If worse comes to worse, do an internet search for recycling centers in your area. Remember, there will always be a local chapter of a recycling site. Once you find that site, just type in your city and state or zip code and they’ll tell you where recycling centers for your old oil are.
With these in place, disposing of your oil will be quick, easy and environmentally conscious. Nothing is better than knowing you’ve just saved money on an oil change.
It is extremely important to recycle your old coolant, especially if you have kids or pets around. Coolant tastes sweet but old green coolant can be fatal to them, and even the newer red, yellow or orange coolant will make them very sick. Get a catch container and use it only for coolant (They sell them in different colors so you know to devote it to catching coolant.) If you have a ball-type or something along those lines, you can use that to test if it’s okay to go right ahead and put the old coolant right back into the engine. If you can, that’s the easiest way to recycle it.
Coolant recycling centers have only recently taken off in popularity, and if your town doesn’t have one, you can sometimes opt to take the coolant to a sewage treatment plant. The sewage plant can often safely break down the chemicals in the antifreeze.
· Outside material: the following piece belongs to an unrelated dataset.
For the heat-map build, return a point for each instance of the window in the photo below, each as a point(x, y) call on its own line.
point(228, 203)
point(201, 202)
Remember: NEVER put the antifreeze in the ground, in a storm drain or a septic system.
If the sewage plants don’t have it, ask about coolant recycling in your area, and ask if a waste management company can pick it up for you.
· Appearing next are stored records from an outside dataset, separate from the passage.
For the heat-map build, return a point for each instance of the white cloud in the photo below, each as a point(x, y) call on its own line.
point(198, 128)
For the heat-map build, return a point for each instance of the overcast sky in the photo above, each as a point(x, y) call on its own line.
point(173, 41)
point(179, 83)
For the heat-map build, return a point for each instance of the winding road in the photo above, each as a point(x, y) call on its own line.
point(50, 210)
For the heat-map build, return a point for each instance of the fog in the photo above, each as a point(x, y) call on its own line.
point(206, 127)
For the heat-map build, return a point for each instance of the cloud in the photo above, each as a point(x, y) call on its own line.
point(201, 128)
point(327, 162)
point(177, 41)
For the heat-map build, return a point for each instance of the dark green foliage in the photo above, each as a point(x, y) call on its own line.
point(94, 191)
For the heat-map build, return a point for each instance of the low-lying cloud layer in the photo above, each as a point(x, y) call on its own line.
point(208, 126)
Other fluids, such as transmission fluid and brake fluid, should never be mixed together, and it’s just bad form to dump it into the ground or into a storm drain. Local, state and Federal regulations have different rules for different fluids. Brake fluid, for example is very flammable, so it will need to be handled carefully. It’s important to take each fluid, keep each fluid in separate and dedicated containers and check to see what the recycling and disposal laws are in your city or state regarding each of the fluids that you are going to dispose of. It’s not just good for your wallet, it’s also good for your planet, in case you want to drive on it in ten or fifteen years.